Dieu nous a abandonnés dans le temps.

Dieu et l’humanité sont comme un amant et une amante qui ont fait erreur sur le lieu du rendez-vous. Chacun est là avant l’heure, mais chacun dans un endroit différent, et ils attendent, attendent, attendent. L’amant est debout, immobile, cloué sur place pour la perpétuité des temps. L’amante est distraite et impatiente. Malheur à elle si elle en a assez et s’en va ! Car les deux points où ils se trouvent sont le même point dans la quatrième dimension…

La crucifixion du Christ est l’image de cette fixité de Dieu.

Dieu est l’attention sans distraction.

Il faut imiter l’attente et l’humilité de Dieu.

« Soyez saints parce que je suis saint. » Imitation de Dieu. Sans doute emprunt de Moïse à la sagesse égyptienne.

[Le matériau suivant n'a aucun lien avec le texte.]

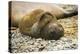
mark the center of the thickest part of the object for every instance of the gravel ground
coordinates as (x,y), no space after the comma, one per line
(21,43)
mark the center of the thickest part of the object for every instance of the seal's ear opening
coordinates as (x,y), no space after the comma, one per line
(42,15)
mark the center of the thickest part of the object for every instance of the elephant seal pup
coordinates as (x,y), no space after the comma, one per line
(47,27)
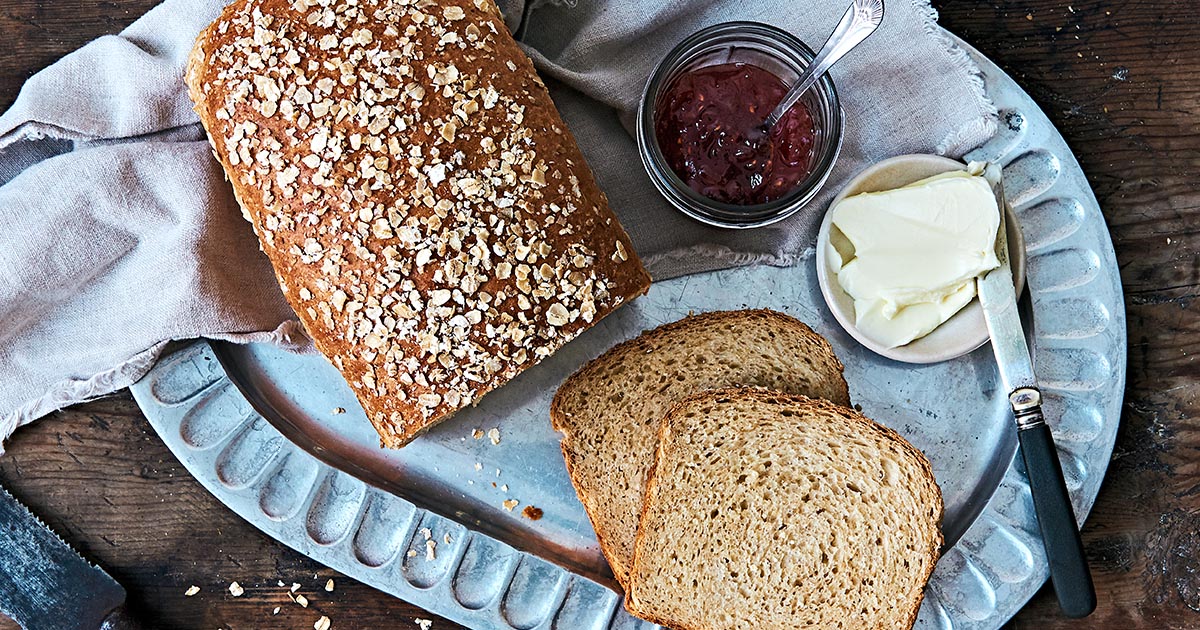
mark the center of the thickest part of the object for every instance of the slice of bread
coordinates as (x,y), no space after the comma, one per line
(768,510)
(610,411)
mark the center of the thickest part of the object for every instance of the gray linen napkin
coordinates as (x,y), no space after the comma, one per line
(121,234)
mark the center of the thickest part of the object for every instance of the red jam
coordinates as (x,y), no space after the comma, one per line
(709,129)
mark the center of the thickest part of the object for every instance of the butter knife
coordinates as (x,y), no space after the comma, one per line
(1060,533)
(46,586)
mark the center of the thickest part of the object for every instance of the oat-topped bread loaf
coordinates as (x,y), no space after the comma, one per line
(767,510)
(426,211)
(610,411)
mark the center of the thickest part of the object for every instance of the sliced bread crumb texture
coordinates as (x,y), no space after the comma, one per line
(610,411)
(767,510)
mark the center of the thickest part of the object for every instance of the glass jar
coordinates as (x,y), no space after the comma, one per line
(772,49)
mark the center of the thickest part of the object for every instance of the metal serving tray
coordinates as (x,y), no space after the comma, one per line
(264,432)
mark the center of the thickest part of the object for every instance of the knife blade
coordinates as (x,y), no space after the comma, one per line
(1060,533)
(45,585)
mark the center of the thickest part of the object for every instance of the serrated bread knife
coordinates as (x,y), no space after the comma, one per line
(46,586)
(1060,533)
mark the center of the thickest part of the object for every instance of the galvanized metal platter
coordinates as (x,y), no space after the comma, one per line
(264,431)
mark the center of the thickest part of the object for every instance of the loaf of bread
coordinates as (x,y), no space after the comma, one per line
(767,510)
(427,213)
(610,411)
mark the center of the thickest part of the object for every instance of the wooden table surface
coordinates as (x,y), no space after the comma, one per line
(1120,79)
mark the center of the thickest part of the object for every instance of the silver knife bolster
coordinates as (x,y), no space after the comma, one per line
(1026,405)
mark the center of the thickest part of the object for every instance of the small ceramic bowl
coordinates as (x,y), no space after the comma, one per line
(958,335)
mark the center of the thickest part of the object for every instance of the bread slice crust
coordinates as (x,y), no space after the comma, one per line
(677,424)
(808,366)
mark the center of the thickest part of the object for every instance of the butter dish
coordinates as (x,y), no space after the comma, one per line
(959,335)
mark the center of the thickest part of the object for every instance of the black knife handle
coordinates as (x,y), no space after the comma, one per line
(119,619)
(1060,534)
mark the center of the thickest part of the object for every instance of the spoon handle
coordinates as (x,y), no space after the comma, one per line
(859,21)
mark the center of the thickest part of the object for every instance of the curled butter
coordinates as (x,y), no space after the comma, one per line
(910,257)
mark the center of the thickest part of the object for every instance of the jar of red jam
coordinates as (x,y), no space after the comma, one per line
(700,135)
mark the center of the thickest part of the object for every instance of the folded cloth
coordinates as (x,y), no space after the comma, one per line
(123,233)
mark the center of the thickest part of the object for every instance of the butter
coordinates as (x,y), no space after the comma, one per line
(910,257)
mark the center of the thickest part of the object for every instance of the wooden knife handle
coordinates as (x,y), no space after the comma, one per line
(1060,534)
(119,619)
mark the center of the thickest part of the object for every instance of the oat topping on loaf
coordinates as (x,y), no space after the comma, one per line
(426,210)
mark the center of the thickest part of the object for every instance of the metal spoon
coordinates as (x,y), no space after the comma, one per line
(861,19)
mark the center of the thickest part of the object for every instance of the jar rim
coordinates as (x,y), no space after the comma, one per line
(712,211)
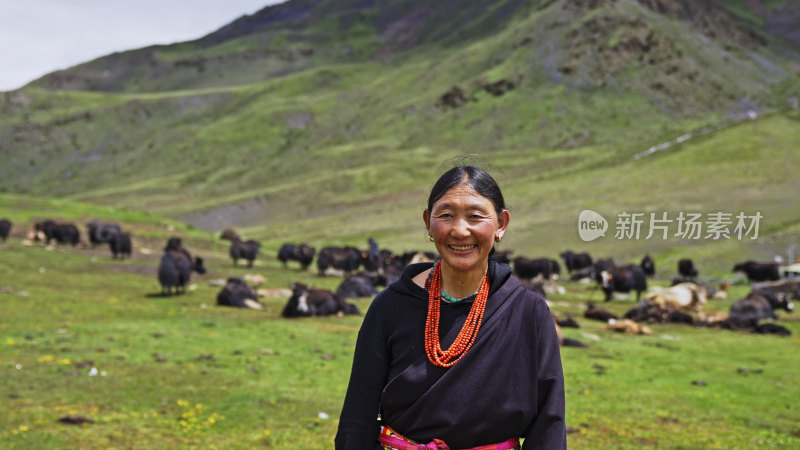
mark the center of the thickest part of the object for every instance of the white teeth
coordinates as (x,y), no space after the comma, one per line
(461,247)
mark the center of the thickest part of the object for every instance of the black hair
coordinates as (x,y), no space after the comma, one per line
(472,176)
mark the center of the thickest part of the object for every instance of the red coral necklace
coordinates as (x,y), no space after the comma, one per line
(469,331)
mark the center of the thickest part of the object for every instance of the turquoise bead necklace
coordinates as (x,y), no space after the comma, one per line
(442,293)
(456,300)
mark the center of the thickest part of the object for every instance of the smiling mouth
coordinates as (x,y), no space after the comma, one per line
(462,248)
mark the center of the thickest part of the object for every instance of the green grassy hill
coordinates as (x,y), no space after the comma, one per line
(557,97)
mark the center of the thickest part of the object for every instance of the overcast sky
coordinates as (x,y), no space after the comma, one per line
(40,36)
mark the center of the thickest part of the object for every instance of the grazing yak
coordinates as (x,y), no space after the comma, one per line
(657,314)
(65,233)
(120,245)
(304,254)
(5,228)
(176,266)
(686,268)
(576,261)
(530,268)
(306,301)
(761,304)
(756,271)
(623,279)
(361,284)
(346,259)
(228,234)
(648,265)
(237,293)
(101,233)
(244,250)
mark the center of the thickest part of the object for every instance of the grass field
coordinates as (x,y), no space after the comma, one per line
(182,372)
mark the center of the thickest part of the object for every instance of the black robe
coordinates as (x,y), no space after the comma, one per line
(509,384)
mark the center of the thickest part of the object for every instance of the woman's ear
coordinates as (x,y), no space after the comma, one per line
(426,217)
(502,223)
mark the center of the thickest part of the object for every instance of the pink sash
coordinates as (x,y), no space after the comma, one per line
(390,439)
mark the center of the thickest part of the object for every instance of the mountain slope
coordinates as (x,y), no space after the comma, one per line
(558,94)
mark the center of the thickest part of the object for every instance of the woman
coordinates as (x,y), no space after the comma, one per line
(457,353)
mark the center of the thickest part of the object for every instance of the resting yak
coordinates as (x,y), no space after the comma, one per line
(346,259)
(238,294)
(756,271)
(101,233)
(304,254)
(623,279)
(120,245)
(576,261)
(531,268)
(361,284)
(306,301)
(65,233)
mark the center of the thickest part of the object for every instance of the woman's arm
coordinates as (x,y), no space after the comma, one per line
(549,428)
(358,424)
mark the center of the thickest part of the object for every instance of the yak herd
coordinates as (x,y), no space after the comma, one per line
(368,270)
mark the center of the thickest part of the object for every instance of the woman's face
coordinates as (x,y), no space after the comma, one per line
(464,225)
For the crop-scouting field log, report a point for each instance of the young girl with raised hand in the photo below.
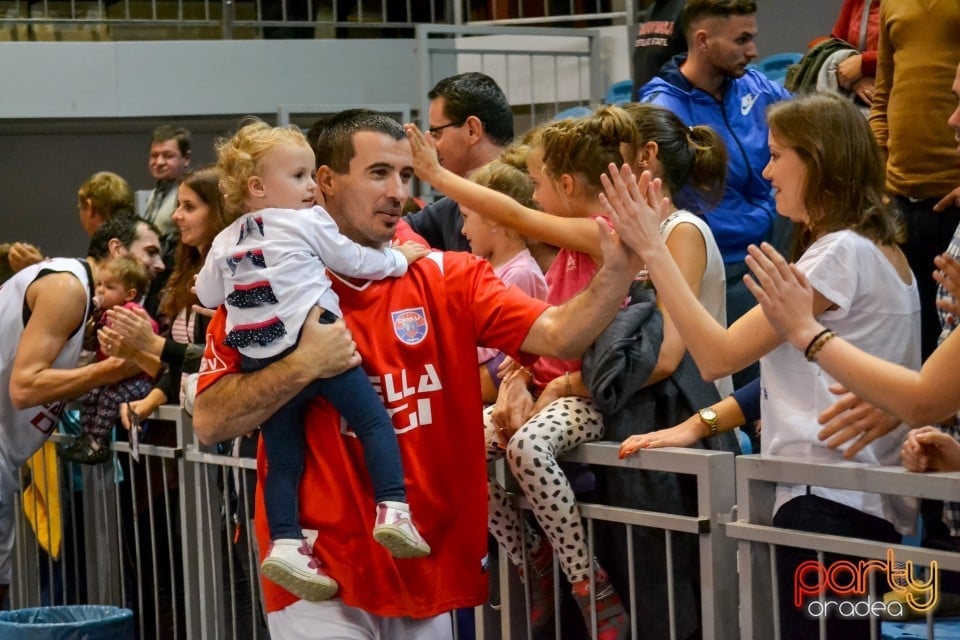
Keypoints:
(565, 161)
(269, 269)
(504, 248)
(826, 170)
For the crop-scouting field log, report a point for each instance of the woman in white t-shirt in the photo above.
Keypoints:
(828, 177)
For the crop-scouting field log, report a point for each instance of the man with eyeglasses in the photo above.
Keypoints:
(472, 122)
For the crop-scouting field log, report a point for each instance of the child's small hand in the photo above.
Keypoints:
(426, 163)
(412, 251)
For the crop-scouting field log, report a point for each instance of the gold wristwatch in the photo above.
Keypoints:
(710, 418)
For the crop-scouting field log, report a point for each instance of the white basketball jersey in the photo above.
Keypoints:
(23, 432)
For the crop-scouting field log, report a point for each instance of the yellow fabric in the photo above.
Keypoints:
(41, 500)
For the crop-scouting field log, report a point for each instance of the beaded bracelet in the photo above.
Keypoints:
(817, 343)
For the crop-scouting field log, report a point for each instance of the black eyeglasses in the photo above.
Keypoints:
(436, 132)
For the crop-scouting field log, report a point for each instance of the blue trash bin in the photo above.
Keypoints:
(77, 622)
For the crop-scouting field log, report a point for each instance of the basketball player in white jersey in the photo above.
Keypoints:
(44, 310)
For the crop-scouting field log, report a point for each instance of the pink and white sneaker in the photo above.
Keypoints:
(291, 565)
(395, 531)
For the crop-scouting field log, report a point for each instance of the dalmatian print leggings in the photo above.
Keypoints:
(532, 455)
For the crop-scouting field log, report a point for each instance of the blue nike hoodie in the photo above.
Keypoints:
(747, 210)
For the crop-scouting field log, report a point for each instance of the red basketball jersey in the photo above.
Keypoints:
(418, 336)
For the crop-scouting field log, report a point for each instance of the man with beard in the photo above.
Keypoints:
(711, 85)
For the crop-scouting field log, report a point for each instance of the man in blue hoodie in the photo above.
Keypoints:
(711, 85)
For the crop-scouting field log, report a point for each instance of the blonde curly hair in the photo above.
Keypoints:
(238, 158)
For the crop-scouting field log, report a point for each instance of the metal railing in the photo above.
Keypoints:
(173, 545)
(227, 19)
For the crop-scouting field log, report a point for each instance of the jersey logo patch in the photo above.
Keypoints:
(410, 325)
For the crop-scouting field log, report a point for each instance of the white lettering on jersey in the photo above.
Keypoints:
(396, 389)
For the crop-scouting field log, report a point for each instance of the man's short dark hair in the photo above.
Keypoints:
(124, 226)
(167, 132)
(476, 94)
(332, 137)
(696, 10)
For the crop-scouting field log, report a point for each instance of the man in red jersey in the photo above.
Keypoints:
(418, 336)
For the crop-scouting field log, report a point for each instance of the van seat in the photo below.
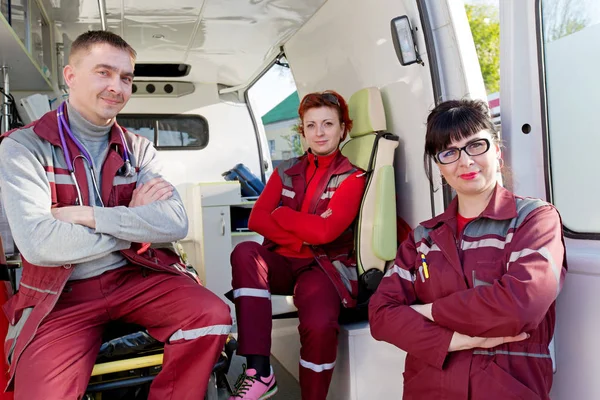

C’est dans le temps que nous avons notre moi.

L’acceptation du temps et de tout ce qu’il peut apporter — sans aucune exception — (amor fati) — c’est la seule disposition de l’âme qui soit inconditionnée par rapport au temps. Elle enferme l’infini. Quoi qu’il arrive…

Dieu a donné à ses créatures finies ce pouvoir de se transporter dans l’infini.

La mathématique en est l’image.

Si le contenu agréable ou douloureux de chaque minute (même celles où nous péchons) est regardé comme une caresse spéciale de Dieu, en quoi le temps nous sépare-t-il du Ciel ?

L’abandon où Dieu nous laisse, c’est sa manière à lui de nous caresser.

Le temps, qui est notre unique misère, est le contact même de sa main. C’est l’abdication par laquelle il nous fait exister.